Wir ratschten gerade über unseren dampfenden Tassen, als meine Mutter über meine Schulter auf jemanden deutete: “Das ist doch der S.!” Ich blickte mich um und sah einen Mann, den ich sofort als erwachsene Version meines Sandkastenfreundes S. erkannte, daneben seine Mutter. Sandkasten trifft eigentlich nicht zu: Wir waren zwar über die ersten sieben Jahren unseres Lebens Nachbarn und Spielkameraden in einem Wohnblock mit vielen, vielen anderen Kindern. Und wir spielten zwar zusammen auf Wiesen und in Büschen, selten auch in Kinderzimmern, radelten über die Wege um den Wohnblock – einen Sandkasten aber gab es nicht. Ich kann mich nicht erinnern, dass wir den vermisst hätten.
Meine Mutter war der Mutter von S. immer wieder in meiner Geburtsstadt begegnet, wusste also, dass S. in München und nicht weit weg von mir wohnte. Begegnet war ich ihm allerdings noch nie.
Das Hallo war groß, als wir die beiden ansprachen. S. strahlte immer noch die Güte und Liebenswürdigkeit aus, mit der er schon als Kind meiner Mutter selbst gepflückte Blumen gebracht hatte (was sie mir regelmäßig erzählt, immer verbunden mit dem Hinweis, dass ich als Kind nie auf diese Idee kam).
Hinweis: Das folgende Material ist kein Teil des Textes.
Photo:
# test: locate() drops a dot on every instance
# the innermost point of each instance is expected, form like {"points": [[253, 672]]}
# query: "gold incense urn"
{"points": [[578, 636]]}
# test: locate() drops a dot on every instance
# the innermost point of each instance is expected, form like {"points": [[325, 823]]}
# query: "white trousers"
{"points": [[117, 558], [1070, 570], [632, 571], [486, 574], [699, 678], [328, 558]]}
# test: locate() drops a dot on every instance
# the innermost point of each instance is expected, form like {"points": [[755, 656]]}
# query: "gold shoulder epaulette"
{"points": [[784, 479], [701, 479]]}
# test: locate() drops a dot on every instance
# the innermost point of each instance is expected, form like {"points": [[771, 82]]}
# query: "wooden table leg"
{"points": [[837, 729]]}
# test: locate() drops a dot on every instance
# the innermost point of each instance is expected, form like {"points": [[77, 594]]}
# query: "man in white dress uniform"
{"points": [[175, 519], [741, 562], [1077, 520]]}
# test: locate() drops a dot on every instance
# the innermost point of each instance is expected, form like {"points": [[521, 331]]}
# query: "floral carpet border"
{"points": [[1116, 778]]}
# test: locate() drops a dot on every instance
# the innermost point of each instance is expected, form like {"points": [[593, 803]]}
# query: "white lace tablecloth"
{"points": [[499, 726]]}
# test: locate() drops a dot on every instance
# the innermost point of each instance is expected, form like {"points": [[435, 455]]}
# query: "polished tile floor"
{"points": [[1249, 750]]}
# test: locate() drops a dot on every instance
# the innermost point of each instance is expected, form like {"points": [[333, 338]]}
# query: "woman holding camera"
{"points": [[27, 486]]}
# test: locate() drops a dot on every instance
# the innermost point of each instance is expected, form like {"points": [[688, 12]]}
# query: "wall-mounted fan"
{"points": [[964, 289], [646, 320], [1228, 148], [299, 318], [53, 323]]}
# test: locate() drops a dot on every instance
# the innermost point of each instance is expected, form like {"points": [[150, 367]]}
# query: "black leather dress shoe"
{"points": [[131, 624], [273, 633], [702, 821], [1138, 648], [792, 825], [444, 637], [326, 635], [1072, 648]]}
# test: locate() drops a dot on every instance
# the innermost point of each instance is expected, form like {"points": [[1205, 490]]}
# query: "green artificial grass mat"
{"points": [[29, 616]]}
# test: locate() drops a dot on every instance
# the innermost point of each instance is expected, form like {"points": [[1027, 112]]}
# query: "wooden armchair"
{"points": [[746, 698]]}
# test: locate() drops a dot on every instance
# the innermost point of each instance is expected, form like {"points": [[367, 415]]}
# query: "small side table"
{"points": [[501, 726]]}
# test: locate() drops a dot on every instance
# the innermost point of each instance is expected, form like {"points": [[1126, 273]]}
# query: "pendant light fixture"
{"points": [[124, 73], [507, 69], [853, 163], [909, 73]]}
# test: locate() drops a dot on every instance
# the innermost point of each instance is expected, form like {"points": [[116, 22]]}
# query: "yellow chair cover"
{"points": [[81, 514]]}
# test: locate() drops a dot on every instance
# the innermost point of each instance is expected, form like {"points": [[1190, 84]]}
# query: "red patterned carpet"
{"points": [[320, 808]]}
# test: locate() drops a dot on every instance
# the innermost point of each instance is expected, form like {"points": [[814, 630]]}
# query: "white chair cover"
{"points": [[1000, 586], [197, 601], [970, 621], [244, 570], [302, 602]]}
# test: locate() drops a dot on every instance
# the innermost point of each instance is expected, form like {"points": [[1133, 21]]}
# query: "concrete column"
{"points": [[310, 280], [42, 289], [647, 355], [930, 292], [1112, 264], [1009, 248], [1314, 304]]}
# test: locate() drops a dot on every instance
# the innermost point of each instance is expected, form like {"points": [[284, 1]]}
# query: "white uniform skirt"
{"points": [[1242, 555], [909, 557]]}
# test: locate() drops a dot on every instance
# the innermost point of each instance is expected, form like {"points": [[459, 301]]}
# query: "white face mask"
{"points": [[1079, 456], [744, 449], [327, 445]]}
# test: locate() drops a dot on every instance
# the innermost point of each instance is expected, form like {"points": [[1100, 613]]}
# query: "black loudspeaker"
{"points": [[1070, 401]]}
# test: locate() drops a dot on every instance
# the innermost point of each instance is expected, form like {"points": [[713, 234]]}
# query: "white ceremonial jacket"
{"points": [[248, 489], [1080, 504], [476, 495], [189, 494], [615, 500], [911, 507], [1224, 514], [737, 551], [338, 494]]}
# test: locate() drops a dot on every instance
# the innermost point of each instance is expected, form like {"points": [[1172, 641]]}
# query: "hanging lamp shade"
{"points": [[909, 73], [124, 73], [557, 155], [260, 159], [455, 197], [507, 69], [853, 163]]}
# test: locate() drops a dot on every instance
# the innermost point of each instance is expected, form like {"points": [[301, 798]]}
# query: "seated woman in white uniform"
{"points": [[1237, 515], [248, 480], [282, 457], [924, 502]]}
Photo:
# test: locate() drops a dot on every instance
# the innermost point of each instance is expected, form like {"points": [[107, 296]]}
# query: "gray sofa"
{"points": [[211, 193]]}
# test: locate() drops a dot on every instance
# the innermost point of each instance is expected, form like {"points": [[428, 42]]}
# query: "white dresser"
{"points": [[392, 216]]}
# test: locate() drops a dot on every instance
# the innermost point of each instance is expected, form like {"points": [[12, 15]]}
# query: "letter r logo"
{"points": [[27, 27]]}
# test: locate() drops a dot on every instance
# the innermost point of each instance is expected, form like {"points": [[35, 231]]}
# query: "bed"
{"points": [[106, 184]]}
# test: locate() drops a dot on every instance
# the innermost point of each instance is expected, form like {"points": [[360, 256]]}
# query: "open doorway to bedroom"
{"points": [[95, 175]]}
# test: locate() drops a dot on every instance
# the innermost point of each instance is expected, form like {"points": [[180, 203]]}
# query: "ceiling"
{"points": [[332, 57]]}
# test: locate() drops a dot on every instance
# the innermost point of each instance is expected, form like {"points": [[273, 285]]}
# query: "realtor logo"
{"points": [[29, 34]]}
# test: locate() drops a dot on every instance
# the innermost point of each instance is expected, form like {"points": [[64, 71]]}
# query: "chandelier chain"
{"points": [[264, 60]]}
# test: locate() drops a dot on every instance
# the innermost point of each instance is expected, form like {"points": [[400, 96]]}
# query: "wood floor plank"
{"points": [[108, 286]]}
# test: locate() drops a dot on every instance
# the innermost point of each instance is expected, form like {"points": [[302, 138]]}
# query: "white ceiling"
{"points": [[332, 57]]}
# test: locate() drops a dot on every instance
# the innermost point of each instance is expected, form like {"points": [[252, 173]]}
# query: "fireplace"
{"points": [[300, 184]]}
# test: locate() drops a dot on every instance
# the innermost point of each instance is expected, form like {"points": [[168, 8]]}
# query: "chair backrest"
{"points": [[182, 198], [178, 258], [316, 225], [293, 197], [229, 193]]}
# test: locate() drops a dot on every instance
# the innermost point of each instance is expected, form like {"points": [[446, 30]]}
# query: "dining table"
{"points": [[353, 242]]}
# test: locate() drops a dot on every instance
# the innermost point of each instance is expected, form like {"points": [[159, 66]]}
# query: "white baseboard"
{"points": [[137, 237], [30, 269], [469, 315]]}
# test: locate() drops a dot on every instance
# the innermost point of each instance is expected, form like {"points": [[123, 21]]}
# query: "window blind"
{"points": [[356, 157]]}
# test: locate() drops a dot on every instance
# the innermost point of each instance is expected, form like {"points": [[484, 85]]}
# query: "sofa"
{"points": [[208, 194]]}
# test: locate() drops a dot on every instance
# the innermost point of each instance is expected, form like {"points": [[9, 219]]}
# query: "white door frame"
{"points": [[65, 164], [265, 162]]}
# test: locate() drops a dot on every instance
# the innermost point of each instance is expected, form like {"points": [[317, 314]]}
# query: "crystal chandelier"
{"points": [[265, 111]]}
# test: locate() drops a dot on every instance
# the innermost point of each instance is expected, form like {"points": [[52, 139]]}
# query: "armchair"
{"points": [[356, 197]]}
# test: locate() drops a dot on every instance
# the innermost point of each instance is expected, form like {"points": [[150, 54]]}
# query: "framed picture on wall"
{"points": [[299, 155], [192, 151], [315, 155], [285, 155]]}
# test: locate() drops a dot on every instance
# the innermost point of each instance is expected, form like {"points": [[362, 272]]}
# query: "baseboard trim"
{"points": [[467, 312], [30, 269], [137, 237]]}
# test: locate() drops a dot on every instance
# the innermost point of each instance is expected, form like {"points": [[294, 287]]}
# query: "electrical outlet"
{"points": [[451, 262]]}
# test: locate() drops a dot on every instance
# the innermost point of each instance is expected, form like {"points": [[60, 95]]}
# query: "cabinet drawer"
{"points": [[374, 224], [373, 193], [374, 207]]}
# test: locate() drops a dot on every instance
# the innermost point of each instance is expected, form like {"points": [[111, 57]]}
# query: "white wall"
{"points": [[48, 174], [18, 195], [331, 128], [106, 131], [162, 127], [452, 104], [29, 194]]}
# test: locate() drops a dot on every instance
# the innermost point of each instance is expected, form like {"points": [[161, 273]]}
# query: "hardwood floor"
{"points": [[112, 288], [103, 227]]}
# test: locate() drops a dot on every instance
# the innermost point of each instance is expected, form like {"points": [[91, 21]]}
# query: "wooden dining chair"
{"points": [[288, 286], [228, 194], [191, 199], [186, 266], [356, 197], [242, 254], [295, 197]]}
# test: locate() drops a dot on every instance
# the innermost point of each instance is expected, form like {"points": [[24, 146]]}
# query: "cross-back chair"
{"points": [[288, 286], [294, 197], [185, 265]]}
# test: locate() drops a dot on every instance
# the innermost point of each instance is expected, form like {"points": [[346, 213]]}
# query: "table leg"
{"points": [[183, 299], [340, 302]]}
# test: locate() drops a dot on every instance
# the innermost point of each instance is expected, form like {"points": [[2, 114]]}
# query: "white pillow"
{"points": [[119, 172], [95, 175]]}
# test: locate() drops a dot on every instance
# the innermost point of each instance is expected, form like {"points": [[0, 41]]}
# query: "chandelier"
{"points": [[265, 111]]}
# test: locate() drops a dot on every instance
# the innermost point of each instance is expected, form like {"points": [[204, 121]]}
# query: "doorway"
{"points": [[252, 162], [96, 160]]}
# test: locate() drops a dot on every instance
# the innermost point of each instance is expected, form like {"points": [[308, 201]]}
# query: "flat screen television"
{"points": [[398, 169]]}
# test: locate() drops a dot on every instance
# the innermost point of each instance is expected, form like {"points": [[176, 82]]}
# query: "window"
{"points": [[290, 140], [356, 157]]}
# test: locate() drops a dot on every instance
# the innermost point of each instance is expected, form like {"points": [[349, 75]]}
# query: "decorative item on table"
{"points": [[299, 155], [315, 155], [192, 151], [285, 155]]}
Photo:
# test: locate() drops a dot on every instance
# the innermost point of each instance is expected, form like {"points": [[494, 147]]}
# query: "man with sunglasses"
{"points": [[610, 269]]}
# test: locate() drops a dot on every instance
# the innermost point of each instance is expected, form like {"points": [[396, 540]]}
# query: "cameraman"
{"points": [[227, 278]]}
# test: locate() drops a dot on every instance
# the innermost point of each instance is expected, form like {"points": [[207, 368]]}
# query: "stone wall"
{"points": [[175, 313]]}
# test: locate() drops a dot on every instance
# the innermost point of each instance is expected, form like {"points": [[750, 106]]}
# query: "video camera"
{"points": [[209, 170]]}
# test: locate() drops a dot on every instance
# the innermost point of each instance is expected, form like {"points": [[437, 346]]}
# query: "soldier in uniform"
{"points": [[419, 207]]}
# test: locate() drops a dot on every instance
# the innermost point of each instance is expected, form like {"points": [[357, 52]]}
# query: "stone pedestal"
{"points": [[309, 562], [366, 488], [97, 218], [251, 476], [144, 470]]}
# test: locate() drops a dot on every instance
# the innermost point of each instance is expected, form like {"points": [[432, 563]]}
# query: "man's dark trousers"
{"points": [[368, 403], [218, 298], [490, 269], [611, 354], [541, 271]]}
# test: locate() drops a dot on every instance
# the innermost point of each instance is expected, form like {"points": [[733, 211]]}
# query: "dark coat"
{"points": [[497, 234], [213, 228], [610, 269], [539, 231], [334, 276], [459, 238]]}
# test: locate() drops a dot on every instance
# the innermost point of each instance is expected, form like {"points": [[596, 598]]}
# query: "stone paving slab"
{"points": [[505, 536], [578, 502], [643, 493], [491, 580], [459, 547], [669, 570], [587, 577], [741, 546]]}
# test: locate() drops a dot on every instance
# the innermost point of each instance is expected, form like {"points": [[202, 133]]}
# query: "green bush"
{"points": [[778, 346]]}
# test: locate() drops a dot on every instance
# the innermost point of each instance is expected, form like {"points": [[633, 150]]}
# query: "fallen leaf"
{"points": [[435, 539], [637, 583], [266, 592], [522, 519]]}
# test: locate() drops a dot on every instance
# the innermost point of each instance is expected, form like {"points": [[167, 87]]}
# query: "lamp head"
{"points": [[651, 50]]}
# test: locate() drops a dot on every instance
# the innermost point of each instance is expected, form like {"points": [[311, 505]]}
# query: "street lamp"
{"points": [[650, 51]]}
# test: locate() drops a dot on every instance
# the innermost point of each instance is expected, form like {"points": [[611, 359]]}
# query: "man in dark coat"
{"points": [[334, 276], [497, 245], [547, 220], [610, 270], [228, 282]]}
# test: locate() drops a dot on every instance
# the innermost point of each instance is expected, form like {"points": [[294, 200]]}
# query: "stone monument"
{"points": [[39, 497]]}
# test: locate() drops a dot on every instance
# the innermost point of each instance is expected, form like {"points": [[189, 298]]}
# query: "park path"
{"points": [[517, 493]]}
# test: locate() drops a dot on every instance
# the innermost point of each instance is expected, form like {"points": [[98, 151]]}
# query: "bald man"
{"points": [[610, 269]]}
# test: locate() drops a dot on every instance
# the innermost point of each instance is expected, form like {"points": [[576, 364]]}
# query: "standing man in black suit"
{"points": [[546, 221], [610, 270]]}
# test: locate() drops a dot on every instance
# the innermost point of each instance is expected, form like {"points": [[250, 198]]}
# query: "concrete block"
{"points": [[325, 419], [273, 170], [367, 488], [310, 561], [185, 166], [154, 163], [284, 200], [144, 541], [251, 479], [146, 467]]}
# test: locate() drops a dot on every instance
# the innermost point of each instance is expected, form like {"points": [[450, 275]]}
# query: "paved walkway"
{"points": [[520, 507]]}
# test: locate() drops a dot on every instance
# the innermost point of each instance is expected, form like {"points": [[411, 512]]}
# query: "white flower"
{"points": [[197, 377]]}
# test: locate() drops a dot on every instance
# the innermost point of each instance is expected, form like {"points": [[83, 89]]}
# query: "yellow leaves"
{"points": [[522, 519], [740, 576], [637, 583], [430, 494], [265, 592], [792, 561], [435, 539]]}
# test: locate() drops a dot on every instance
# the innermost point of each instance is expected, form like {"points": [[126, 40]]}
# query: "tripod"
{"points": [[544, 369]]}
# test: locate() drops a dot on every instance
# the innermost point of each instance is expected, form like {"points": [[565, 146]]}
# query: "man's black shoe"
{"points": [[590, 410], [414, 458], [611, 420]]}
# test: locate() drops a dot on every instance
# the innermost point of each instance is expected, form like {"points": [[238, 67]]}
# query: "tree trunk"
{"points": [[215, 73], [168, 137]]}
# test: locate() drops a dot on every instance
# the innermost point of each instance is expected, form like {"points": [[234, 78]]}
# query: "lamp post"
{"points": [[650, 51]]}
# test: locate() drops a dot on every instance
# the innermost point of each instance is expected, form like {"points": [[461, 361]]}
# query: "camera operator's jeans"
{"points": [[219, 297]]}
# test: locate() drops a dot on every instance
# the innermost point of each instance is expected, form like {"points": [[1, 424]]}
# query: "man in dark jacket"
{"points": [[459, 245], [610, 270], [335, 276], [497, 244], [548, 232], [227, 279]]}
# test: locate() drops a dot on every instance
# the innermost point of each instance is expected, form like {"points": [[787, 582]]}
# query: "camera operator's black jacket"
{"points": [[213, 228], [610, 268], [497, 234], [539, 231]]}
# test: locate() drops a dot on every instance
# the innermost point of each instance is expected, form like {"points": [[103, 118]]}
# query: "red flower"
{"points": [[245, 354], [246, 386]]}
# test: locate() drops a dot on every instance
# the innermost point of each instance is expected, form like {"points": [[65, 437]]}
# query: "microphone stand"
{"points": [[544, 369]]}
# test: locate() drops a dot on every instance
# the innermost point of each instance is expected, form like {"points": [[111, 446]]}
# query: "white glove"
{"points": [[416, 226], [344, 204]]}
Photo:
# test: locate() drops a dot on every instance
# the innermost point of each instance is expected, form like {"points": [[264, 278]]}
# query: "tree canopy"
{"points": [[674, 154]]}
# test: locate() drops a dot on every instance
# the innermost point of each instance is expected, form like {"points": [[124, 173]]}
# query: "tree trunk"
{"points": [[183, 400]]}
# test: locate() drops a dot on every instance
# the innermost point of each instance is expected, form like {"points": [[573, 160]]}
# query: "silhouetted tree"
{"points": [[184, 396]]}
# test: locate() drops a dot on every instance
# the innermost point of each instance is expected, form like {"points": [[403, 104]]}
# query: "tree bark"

Wir verglichen Erinnerungen, die bei S. schon deshalb detailreicher sind, weil er bis zum Auszug aus dem Elternhaus in diesem Wohnblock wohnte. Wir hingegen zogen fort, als ich sieben war.
Daheim suchte ich gleich mal in meinen Kinderfotos nach ihm. Jawoll, da ist er: Der Indianerhäuptling in der Mitte (ich sitze ganz links).
So groß meine inneren Widerstände gegen Veranstaltungen wie Abiturtreffen/Chorjubiläen sind: Ein Wiedersehen mit meinen Kinderfreunden aus dieser Wohnblockzeit (Stefan, Holger, Michaela, Reiner, Heike, Thomas, Bernd, Manuela, Alexandra, Renate, Ute, Karin, Liane, Brigitte) würde mich sehr freuen. Mal sehen, ob ich die Energie aufbringe, mich mit S. dahinter zu klemmen.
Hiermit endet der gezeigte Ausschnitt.